Parti içi muhalefet

Ateş olmayan yerden duman çıkmaz...

Ak Parti'de, öteden beri bir muhalif hareketin içten içe ısıtıldığı malûm.

Ekonomi bozulmuşsa, halk partiden hoşnut değil demektir. Halk hoşnut değilse, iç ve dış muhalifler kendileri için umut taşırlar.

Ak Parti'de "ağır toplar"ın önü kesilmiştir. "Baş"a mutî iseniz, "parti" kavramının hiçbir anlamı yok... Parti "O" zaten. 

Ekranlarda görüyoruz... Ak Parti'ye oy verenler, açık açık: "Oy verdim. Hâlâ vicdanım kanıyor Elim kırılsaydı da oy atmasaydım... Ülke battı, gidiyor... Ne olacak daha... Türkiye bitti kardeşim, gidin marketlere, manavlara bakın... Ne adalet, ne de demokrasi diye bir şey kalmadı ülkemizde..." diyorlar.

"Yandaş" ekranlarda bile pazara çıkıp halka sorma ihtiyacı duyuyorlar.
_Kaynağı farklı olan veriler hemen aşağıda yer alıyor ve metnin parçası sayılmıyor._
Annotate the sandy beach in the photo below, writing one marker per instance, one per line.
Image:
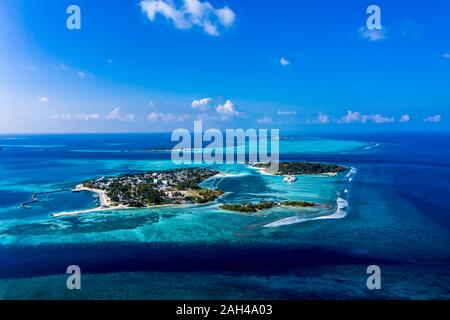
(105, 204)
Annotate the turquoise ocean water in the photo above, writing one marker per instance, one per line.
(394, 212)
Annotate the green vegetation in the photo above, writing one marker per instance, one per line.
(301, 204)
(205, 195)
(299, 168)
(251, 207)
(157, 187)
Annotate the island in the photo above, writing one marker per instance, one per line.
(299, 168)
(264, 205)
(149, 189)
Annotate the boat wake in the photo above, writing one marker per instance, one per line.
(341, 209)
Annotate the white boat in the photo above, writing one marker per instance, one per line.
(289, 179)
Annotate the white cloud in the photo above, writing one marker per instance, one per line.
(265, 120)
(405, 118)
(284, 62)
(286, 113)
(116, 114)
(76, 117)
(167, 117)
(378, 118)
(190, 13)
(228, 110)
(352, 117)
(202, 104)
(433, 118)
(43, 99)
(356, 117)
(372, 35)
(323, 118)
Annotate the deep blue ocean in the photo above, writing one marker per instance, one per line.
(398, 217)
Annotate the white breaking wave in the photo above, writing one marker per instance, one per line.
(340, 213)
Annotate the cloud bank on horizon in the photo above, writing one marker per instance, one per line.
(277, 74)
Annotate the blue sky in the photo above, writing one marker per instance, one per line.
(156, 65)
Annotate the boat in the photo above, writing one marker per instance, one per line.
(289, 179)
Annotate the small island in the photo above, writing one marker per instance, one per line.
(264, 205)
(150, 189)
(300, 168)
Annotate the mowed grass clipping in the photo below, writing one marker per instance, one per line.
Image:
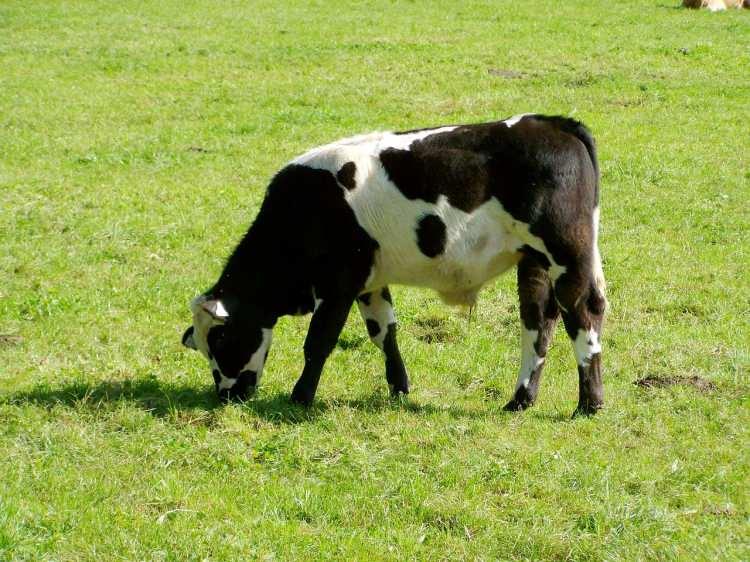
(136, 142)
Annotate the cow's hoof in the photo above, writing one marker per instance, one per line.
(516, 405)
(521, 400)
(587, 409)
(301, 399)
(396, 391)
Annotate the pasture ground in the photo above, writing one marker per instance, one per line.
(136, 141)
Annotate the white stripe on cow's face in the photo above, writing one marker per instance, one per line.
(530, 361)
(585, 346)
(258, 359)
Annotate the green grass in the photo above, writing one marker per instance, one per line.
(136, 141)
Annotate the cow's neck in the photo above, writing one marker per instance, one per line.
(257, 272)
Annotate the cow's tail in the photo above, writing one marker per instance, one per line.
(584, 135)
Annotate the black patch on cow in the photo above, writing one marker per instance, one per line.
(426, 173)
(543, 170)
(431, 235)
(364, 298)
(538, 256)
(386, 294)
(189, 332)
(412, 131)
(345, 175)
(232, 345)
(373, 328)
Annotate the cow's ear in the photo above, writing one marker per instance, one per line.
(187, 338)
(216, 310)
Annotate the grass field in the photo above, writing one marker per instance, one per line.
(136, 141)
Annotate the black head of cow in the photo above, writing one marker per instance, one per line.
(235, 342)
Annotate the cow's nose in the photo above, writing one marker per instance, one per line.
(244, 387)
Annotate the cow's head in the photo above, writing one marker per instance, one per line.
(234, 341)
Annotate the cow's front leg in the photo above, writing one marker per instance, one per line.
(539, 315)
(327, 322)
(376, 309)
(583, 307)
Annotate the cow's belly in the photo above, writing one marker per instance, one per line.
(478, 247)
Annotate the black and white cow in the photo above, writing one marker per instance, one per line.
(448, 208)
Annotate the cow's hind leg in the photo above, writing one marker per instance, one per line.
(377, 312)
(539, 313)
(582, 303)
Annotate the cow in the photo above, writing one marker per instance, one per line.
(448, 208)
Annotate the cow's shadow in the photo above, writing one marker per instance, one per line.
(174, 400)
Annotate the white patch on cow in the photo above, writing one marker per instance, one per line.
(258, 358)
(516, 118)
(530, 361)
(380, 311)
(318, 301)
(202, 323)
(363, 150)
(585, 346)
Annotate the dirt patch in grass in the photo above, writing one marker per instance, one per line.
(505, 73)
(7, 340)
(663, 381)
(433, 329)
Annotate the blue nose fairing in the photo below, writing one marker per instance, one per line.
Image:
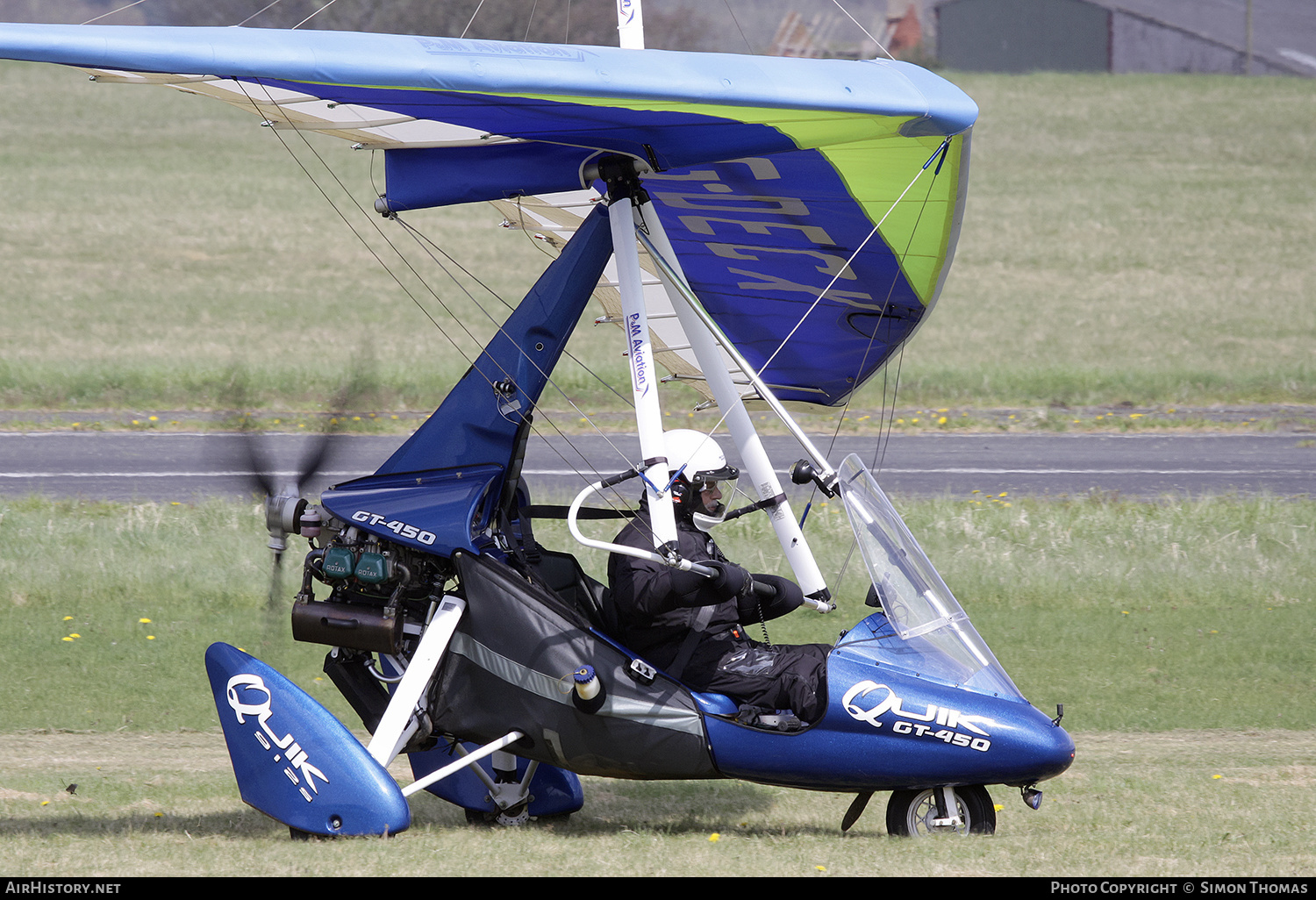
(916, 697)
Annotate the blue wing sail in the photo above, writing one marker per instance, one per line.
(792, 189)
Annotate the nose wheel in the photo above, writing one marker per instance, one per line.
(941, 811)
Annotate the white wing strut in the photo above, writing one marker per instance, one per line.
(739, 421)
(644, 376)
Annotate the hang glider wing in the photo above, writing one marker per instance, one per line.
(810, 202)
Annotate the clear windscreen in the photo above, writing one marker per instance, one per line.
(928, 632)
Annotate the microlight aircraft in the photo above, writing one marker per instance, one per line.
(766, 229)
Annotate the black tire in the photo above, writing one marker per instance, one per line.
(910, 812)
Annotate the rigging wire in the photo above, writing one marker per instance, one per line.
(258, 12)
(844, 11)
(586, 478)
(478, 7)
(97, 18)
(315, 13)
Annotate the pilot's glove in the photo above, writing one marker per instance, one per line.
(761, 605)
(731, 579)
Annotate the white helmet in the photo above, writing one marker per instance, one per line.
(695, 465)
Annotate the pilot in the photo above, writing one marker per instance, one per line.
(691, 625)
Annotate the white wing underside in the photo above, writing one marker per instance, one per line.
(552, 218)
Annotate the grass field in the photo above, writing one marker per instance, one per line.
(1137, 239)
(1128, 239)
(1178, 636)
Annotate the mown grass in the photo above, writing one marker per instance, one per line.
(1128, 239)
(1195, 803)
(1178, 634)
(1136, 616)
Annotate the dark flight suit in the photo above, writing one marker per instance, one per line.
(682, 624)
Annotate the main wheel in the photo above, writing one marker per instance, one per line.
(911, 813)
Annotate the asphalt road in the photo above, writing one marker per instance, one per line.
(173, 466)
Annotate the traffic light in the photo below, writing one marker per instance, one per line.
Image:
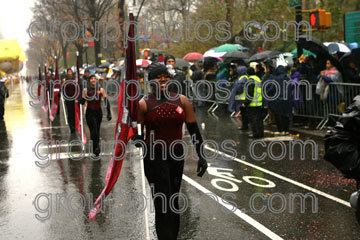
(320, 19)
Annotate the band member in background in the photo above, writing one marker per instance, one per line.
(71, 92)
(92, 95)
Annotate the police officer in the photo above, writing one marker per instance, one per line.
(253, 103)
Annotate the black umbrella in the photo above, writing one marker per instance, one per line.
(260, 57)
(104, 65)
(353, 55)
(181, 63)
(321, 51)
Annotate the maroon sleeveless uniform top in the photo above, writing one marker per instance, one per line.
(96, 102)
(165, 119)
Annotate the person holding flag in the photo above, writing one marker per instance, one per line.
(55, 89)
(163, 117)
(71, 92)
(92, 97)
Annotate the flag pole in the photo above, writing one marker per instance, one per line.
(81, 107)
(63, 104)
(143, 187)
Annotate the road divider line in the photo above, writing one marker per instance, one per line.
(237, 212)
(282, 177)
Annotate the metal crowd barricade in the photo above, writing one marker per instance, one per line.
(309, 105)
(340, 96)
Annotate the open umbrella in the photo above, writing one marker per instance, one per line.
(335, 47)
(321, 51)
(236, 54)
(181, 63)
(354, 55)
(193, 56)
(305, 52)
(142, 62)
(229, 47)
(259, 57)
(104, 65)
(212, 53)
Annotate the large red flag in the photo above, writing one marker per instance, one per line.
(56, 92)
(126, 122)
(78, 111)
(39, 84)
(44, 97)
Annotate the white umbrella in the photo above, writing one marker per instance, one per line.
(341, 46)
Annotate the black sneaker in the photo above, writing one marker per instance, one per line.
(97, 152)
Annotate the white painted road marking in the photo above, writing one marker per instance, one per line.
(282, 178)
(237, 212)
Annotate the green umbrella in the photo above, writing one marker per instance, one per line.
(305, 52)
(228, 47)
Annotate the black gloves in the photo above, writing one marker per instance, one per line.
(107, 103)
(197, 141)
(82, 101)
(139, 138)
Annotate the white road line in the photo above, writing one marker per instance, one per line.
(62, 155)
(237, 212)
(283, 178)
(60, 145)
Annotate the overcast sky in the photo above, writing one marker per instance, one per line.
(15, 17)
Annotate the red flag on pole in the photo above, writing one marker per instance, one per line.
(39, 84)
(78, 108)
(126, 122)
(44, 98)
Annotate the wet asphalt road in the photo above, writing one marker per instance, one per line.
(44, 203)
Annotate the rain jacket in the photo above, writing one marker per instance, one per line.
(282, 105)
(234, 105)
(342, 143)
(295, 78)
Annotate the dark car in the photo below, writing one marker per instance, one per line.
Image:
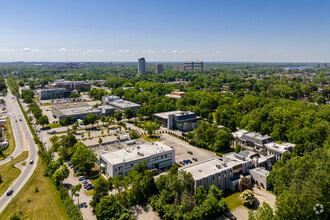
(229, 215)
(10, 192)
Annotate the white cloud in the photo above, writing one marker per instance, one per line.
(178, 51)
(6, 50)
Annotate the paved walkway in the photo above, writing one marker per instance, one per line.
(84, 200)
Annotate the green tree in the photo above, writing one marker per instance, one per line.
(134, 134)
(247, 197)
(264, 212)
(238, 148)
(83, 158)
(128, 113)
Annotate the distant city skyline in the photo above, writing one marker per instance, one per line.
(165, 31)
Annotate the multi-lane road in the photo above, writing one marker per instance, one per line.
(24, 142)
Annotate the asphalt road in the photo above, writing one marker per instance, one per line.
(24, 141)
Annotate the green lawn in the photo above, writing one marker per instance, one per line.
(45, 204)
(11, 142)
(150, 138)
(10, 173)
(233, 201)
(52, 125)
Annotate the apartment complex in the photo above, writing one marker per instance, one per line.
(261, 143)
(75, 110)
(57, 93)
(188, 66)
(120, 162)
(158, 68)
(180, 120)
(227, 174)
(70, 85)
(121, 105)
(141, 65)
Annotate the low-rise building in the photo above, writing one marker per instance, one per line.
(106, 110)
(53, 94)
(176, 94)
(261, 143)
(181, 120)
(121, 105)
(110, 98)
(77, 110)
(120, 162)
(225, 174)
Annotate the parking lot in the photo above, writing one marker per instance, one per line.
(181, 150)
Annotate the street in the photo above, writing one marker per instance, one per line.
(24, 141)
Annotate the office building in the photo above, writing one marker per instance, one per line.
(227, 174)
(189, 66)
(120, 162)
(53, 93)
(261, 143)
(121, 105)
(141, 66)
(158, 68)
(181, 120)
(70, 85)
(75, 110)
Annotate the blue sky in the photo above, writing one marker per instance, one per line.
(165, 30)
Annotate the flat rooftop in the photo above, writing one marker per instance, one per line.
(70, 105)
(124, 104)
(209, 167)
(80, 110)
(165, 115)
(281, 148)
(135, 152)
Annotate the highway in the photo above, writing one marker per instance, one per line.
(24, 142)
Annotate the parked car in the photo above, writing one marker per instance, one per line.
(90, 187)
(10, 192)
(230, 216)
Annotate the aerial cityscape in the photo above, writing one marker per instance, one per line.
(153, 110)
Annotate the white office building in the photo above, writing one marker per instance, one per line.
(120, 162)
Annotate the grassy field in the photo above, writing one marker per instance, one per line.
(9, 173)
(44, 204)
(11, 142)
(233, 201)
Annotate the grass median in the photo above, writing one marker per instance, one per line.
(11, 142)
(9, 173)
(38, 199)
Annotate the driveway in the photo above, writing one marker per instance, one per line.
(84, 200)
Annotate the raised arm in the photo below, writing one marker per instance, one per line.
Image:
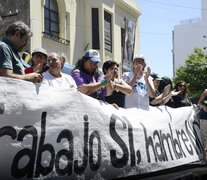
(150, 87)
(32, 77)
(201, 100)
(137, 72)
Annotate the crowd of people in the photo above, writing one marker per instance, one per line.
(136, 89)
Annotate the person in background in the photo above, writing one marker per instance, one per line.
(141, 84)
(17, 36)
(203, 117)
(54, 77)
(88, 78)
(164, 97)
(182, 98)
(116, 89)
(39, 60)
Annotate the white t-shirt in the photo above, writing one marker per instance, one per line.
(139, 97)
(65, 81)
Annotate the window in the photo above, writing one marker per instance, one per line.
(95, 29)
(122, 42)
(107, 32)
(51, 18)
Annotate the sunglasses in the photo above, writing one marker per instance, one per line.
(181, 85)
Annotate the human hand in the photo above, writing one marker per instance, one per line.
(147, 74)
(167, 88)
(34, 77)
(115, 105)
(109, 75)
(174, 93)
(37, 68)
(205, 109)
(83, 88)
(138, 70)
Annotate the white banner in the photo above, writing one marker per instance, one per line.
(48, 133)
(130, 28)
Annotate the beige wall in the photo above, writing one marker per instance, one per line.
(75, 25)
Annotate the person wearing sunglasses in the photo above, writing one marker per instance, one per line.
(202, 103)
(182, 98)
(141, 83)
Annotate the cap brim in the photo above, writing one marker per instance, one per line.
(159, 79)
(39, 52)
(95, 59)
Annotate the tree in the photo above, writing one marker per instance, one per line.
(194, 72)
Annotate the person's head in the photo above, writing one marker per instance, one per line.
(165, 81)
(55, 63)
(110, 66)
(139, 60)
(39, 56)
(156, 79)
(18, 33)
(89, 62)
(182, 87)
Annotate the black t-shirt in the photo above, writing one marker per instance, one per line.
(157, 93)
(116, 97)
(180, 101)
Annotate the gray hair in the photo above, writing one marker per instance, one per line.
(18, 26)
(63, 57)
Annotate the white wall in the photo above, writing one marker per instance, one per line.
(189, 36)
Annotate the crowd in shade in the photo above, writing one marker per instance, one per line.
(139, 88)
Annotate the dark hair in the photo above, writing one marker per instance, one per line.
(108, 64)
(186, 87)
(80, 65)
(165, 81)
(18, 26)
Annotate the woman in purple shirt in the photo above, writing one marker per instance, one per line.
(88, 78)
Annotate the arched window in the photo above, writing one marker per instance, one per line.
(51, 18)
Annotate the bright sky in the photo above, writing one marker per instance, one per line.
(156, 25)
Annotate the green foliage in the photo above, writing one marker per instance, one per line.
(194, 72)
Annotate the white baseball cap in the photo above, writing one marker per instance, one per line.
(93, 55)
(40, 50)
(139, 56)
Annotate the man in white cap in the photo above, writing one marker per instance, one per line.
(39, 60)
(17, 36)
(88, 78)
(54, 77)
(141, 84)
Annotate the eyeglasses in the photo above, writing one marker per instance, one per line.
(38, 55)
(180, 85)
(52, 60)
(139, 61)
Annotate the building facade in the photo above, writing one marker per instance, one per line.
(74, 26)
(186, 37)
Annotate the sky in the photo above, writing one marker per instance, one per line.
(156, 23)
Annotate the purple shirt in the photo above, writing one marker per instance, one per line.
(83, 78)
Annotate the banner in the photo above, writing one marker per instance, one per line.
(48, 133)
(130, 28)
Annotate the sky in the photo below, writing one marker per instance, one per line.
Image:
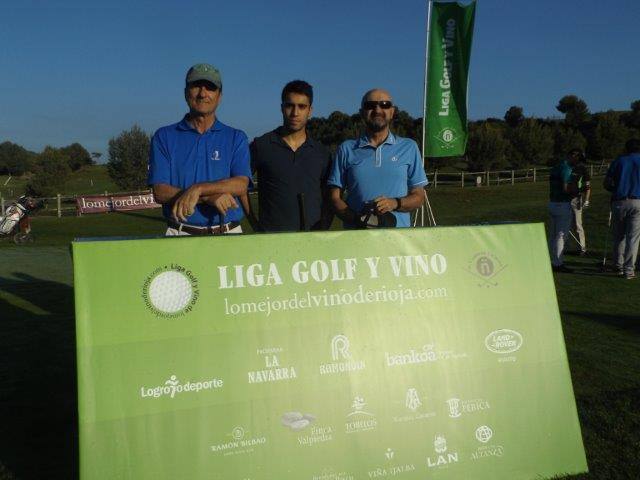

Mutlu olacağı düşünülen insanlara mikrofon uzatıldığında, "Bakın şu fiyatlara!..." diyorlar. Arkasından gelen sözleri biliyorsunuz.  

Ak Parti yönetimi "Nerede hata yaptık?" sorusunu kendisine hiçbir surette sormuyor.

"Tepe"nin, etrafına güvensizliği o kadar fazla ki, "para musluğu"nun başına kendi damadını getiriyor. Damat bilir veya bilmez tartışması değil bu. Aşiretçi, cemaatçi zihniyetin açacağı yaradan bahsediyorum. Belki "damat" çok derin bilgi ve tecrübeye sahiptir. O ayrı. Zaten yanındaki insan. Her zaman istifade eder. Ama "musluk" oğul mesabesindeki damadın eline bırakılınca, tartışmanın önünü alamazsınız.

Bir parti başkanı tartışmaya yol açacak hareketlerden, tasarruflardan kaçınmalıdır. 82 milyon içinde adam kıtlığı mı var?! Kendi partisi içinde mutlaka "ehil" birini bulurdu.

Kaç gündür ortalık çalkalanıyor. "Kavakçı" soyadını taşıyan insanların ailece "Saray"da istihdamları İslâmî kriterlere ne derece uygun! Daha nice böyle "aşiret" bağlıları var! Cahiliye Dönemi'nde bile bu kadarı yoktu!

Aşiretçi zihniyet, İslâmda asırlardır bitmeyen tartışmalara yol açmıştır. Hz. Osman, 12 yıllık hilafetinin, altı yılında herkesi kucaklarken, son altı yılı ise aşiretini gözetmekle geçmiştir. Her yere kendi kabilesinden insanları yerleştirince tartışma büyümüş; istenmeyen, İslâmda kabulü asla mümkün olmayan bir neticeye varmıştır. Ve bu tartışmanın devamı, Hz. Ali'nin akıbetidir!

İslâmî hassasiyetlerin olduğunu her fırsatta dile getiren yönetim için tarihe atıfta bulunmak zait aslında. Hatayı, yönetimde değil; "fetvacılar"ında aramalıyız. Bir Allah'ın kulu çıkıp da "Durun! Yanlış yapıyorsunuz!" demiyor.

Böyle keyfî hareketler "İslâmcı anlayışlarına" zarar verir noktaya gelince, birileri elbette "Dava nereye götürülüyor!" diyeceklerdir.

Bir huruçtan bahsediliyor. "Yandaşlar içi" bir muhalif gazete varlığını -her engele rağmen- sürdürebiliyorsa ve bir tarafta "Millî Görüş"ü temsil eden Saadet Partisi hâlâ "Ben buradayım!" diyebiliyorsa bir şeylerin değişeceği muhakkaktır. Piar Araştırma Başkanı Kadir Atalay'ın şu analizini yabana atamayız:

"[İç muhalefet] AK Parti'nin yerel seçimlere kadar doğal yıpranma yaşayacağını, bir kısım seçmeninin zaten kopmuş olacağını öngörüyorlar. İkinci olarak; seçim öncesi girilen 'seçim ekonomisi'nin etkilerinin 1 Nisan'dan itibaren, bugüne kadar hiç yaşanmamış gerçek bir ekonomik çöküş yaratacağını biliyorlar. Yani; 'Erdoğan başarısız' sözünü kendilerinin değil, seçmenin söyleyeceği ânı bekliyorlar. İşte o gün önce Saadet Partisi'nin ismini değiştirecekler... Yeni iktidar partisi kurulmuş olacak. Meclis dağılımı değişecek, Erdoğan topal ördek olacak."